I worked at Studio Storti, an Italian company that provides open source solutions for Public Administrations, leading the LibreOffice Division.
In June 2018, I relocated to Munich, working at CIB mainly in its LibreOffice team as Senior Migrations & Deployments Engineer.
Why you are running for the openSUSE Board?
The openSUSE Board guides the Project and takes care of the needs of its Community. It’s that body that can make the difference. It’s the next step between a group of passionate geeks who are doing funny stuff together, and a professional group of people with a clear vision and mission that can grow a real healthy and international open source project.
I strongly believe that, for having a really healthy Community, we need to start to search where are our users.

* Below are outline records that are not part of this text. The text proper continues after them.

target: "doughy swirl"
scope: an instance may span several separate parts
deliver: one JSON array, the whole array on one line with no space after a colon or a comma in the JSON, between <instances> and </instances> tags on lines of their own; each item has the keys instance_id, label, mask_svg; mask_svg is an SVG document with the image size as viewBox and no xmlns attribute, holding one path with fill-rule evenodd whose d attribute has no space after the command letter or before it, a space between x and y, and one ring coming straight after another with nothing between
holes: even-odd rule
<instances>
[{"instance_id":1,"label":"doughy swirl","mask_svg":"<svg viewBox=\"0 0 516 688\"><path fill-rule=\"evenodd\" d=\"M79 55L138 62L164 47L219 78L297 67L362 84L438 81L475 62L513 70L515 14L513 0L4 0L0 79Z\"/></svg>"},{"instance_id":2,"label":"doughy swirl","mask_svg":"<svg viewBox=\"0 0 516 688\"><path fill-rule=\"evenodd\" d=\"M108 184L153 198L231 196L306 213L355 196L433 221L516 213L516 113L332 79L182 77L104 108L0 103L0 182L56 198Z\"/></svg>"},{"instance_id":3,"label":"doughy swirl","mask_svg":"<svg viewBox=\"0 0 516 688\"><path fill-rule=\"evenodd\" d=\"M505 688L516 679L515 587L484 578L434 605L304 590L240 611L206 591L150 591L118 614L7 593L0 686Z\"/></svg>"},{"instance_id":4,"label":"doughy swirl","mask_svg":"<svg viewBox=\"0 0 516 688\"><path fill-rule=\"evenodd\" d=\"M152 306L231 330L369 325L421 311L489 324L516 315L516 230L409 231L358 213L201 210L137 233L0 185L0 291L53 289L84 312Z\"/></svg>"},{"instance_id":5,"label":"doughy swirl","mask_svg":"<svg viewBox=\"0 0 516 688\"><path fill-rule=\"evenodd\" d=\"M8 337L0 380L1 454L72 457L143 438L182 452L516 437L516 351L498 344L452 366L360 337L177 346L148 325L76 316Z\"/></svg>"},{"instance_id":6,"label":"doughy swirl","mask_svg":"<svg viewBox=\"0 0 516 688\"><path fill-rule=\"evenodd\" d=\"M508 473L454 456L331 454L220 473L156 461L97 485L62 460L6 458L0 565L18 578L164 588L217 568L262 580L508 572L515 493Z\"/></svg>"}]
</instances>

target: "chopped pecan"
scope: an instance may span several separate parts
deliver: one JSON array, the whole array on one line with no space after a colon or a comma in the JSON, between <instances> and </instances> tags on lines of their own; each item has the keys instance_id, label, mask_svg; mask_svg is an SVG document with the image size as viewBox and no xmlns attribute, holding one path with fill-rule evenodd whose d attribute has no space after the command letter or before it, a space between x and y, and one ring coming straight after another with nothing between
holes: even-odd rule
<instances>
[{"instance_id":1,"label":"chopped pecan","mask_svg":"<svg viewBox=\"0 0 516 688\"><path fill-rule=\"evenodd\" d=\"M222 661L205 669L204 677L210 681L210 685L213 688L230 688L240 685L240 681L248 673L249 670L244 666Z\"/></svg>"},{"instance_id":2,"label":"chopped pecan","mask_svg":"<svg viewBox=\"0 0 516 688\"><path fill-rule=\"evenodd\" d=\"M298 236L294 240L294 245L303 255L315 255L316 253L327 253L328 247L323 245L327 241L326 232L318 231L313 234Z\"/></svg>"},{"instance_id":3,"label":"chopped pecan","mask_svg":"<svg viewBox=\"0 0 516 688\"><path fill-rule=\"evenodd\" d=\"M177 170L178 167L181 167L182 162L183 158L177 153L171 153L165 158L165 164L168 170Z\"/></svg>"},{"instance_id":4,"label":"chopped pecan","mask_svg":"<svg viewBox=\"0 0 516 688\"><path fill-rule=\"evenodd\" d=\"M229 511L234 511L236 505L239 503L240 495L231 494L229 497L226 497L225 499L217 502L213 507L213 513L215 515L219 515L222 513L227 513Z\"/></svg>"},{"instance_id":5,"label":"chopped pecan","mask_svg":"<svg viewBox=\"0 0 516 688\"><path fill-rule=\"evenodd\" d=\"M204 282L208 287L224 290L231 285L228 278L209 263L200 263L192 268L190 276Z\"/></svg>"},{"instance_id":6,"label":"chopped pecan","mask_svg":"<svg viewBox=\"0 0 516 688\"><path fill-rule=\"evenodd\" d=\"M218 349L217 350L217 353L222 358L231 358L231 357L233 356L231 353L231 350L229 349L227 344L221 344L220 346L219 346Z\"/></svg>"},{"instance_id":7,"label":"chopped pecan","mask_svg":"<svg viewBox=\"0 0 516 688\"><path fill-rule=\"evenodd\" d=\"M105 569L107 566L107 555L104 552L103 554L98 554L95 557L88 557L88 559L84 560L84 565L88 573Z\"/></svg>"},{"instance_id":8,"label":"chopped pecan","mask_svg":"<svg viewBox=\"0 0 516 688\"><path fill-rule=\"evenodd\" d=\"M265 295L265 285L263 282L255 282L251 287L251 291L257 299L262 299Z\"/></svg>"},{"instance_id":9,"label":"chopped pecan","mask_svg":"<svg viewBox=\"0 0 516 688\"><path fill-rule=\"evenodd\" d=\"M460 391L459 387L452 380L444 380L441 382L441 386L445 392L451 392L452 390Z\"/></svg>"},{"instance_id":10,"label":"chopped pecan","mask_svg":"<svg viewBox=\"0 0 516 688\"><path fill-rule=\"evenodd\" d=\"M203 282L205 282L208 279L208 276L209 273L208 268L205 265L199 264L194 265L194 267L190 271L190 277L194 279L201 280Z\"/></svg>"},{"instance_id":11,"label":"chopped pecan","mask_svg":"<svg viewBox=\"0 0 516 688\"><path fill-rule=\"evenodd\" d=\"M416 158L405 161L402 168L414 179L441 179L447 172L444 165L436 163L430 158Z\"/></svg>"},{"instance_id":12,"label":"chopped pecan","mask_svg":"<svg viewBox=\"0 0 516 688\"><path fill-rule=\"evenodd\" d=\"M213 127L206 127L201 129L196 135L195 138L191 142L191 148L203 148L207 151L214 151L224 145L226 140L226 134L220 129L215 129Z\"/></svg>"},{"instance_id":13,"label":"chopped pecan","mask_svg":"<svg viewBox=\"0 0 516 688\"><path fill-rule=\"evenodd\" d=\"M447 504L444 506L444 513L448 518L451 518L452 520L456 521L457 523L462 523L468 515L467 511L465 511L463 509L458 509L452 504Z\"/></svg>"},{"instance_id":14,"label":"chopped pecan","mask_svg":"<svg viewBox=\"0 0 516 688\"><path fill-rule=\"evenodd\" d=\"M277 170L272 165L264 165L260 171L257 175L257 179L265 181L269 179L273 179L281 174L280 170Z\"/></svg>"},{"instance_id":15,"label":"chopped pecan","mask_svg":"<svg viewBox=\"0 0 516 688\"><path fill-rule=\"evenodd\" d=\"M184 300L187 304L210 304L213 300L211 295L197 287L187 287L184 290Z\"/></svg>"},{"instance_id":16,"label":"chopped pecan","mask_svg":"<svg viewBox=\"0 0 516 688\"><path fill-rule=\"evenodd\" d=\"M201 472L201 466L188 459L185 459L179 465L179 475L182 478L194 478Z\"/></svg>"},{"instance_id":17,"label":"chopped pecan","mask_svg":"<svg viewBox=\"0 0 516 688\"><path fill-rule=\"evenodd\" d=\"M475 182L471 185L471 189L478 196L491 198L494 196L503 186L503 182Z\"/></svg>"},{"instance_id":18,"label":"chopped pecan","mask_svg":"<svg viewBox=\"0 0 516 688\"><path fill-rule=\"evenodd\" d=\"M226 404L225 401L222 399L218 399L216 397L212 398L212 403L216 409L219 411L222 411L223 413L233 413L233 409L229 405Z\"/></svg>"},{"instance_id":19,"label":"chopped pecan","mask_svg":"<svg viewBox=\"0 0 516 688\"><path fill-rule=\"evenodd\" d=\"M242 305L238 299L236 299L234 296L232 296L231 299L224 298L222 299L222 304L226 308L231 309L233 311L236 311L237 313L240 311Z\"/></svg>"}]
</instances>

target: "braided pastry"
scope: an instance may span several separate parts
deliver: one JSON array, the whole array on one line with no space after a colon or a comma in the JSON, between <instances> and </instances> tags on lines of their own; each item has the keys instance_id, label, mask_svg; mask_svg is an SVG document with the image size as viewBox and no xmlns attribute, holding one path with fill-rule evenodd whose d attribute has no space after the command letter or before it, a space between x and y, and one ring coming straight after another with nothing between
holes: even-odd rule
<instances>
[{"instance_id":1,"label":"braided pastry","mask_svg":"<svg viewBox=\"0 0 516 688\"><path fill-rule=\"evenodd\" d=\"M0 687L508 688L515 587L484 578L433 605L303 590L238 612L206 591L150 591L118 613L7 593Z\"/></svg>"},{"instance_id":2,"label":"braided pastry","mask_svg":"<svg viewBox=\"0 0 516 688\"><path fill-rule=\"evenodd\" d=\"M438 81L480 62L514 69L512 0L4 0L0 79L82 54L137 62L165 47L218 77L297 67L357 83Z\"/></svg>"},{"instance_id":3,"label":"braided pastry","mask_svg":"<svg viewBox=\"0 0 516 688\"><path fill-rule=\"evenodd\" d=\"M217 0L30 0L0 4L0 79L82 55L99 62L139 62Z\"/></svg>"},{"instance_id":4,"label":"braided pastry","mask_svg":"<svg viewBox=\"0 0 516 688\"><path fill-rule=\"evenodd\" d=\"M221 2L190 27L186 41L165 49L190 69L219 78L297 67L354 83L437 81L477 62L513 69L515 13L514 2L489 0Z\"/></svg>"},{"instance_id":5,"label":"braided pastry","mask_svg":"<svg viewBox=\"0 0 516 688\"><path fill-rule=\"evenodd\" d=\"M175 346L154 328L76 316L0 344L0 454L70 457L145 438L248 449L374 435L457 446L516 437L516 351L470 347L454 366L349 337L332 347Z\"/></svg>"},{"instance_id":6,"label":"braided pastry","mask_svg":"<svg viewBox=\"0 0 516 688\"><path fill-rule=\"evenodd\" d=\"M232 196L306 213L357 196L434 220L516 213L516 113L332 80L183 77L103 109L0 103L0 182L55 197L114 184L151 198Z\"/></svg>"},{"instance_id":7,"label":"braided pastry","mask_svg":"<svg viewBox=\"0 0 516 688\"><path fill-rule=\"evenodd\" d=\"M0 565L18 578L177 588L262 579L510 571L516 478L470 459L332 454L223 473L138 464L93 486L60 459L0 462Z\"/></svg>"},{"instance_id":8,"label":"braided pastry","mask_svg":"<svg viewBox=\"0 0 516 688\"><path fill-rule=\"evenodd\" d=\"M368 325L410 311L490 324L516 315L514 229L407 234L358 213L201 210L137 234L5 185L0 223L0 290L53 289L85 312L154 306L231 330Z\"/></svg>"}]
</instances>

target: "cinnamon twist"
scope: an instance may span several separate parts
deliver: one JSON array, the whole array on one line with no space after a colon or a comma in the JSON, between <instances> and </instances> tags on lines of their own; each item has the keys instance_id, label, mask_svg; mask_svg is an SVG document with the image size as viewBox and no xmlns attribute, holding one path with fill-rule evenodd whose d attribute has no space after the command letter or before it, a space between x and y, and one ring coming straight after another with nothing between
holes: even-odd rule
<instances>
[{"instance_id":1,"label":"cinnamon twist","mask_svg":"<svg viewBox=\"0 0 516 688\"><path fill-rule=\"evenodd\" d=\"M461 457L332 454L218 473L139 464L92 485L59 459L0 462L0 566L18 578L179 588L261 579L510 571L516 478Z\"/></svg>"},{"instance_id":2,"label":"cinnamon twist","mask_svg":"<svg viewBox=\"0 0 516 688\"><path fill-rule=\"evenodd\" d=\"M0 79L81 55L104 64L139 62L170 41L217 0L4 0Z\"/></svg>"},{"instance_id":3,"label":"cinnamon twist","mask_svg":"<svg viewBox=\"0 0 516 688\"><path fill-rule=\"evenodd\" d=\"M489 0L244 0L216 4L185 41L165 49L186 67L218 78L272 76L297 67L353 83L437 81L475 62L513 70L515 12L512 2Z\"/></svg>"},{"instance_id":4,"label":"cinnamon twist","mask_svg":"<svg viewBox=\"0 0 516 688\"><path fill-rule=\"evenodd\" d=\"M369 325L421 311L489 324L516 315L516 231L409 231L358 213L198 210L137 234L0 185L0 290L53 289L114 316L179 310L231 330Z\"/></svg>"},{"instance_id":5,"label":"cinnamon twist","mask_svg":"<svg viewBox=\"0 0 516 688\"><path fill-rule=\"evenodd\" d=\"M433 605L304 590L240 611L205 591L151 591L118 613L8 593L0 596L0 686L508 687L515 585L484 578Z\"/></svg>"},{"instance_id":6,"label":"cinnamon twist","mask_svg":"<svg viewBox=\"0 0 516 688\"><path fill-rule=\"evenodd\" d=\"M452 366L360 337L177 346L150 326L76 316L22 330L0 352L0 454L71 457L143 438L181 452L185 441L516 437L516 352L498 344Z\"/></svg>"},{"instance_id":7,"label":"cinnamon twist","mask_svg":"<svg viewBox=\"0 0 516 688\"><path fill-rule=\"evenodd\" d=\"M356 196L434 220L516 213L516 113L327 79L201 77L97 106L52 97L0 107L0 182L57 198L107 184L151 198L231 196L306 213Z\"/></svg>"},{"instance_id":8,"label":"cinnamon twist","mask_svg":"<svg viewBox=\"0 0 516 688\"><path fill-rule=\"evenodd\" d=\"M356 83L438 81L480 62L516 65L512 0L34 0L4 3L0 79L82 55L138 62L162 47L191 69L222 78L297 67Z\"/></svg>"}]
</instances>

Social channels are used also by new users who can become new Contributors. As I like to say with friends from other communities, we can have the best software or operating system in the world, but users need to find proper Documentation and get in touch with the local communities.
One more crucial topic for growing the number of Contributors is closing the gap and improving the Communication between the main Project and the local community. We respect each other, we invest our spare time as volunteers, and need to connect what is considered a local group of Contributors or users, and the others who are part of the international community.
There isn’t a unique recipe for promoting openSUSE that works in each country. Only by listening to the local communities can we improve and grow.
What I would also love to do is to interact much more with other projects that are probably encountering the very same questions. The knowledge sharing is one of the key elements of the open source movement, and we should start to listen to other voices that could come also from outside the openSUSE Project, listening to what is going on around us.
The mix and share of needs and ideas can foster openSUSE much more.
Last, but not least, we need to invest more time in the educational sector.
While interacting with the local communities, we could have the opportunity to organize more activities, for example, with universities, high schools or secondary schools for creating a large user base of Contributors.
I will be glad and honoured to serve the Community as Board Member, sharing what I learned and I’m learning while supporting other communities like Fedora or LibreOffice
Have a lot of fun!
What impact would you like to make as a member of the openSUSE Board?
For the past eight years, already, I have been involved in the LibreOffice community, as well as the local Italian community called LibreItalia, and for the past three years also The Document Foundation’s Board. I had the opportunity to see these groups grow, develop over time, become mature, and seeing easier and harder times, during which we’ve grown closer together.
I want to bring in this experience into the openSUSE Community, help us to grow, work together jointly and at the same time keep the true Community spirit alive.
Why should openSUSE members vote for you?
I am proud and honoured to run for election and serve the Project that has given me so much for many years, already. If the openSUSE Members vote for me, I will bring in all my experience and do all my best to support the Community. With my background from LibreOffice and The Document Foundation, I know the duties and responsibilities of such a role, and I am willing to give my best to keep openSUSE an open, inclusive, welcoming, amazing and – most important – fun Community.
What’s one thing people would find interesting about you that is not well known?
Life is too short to have only one passion ,and there’s so much more than just a computer, so, besides my activities in free and open source software, I’m a mad goalkeeper and I love using my telescope to look up to the stars (which is where my nickname originates from).
I’m also a music addict: When I’m not listening to the amazing, soul comforting Van Morrison, I play the accordion myself, a hobby which I started at the age of 8.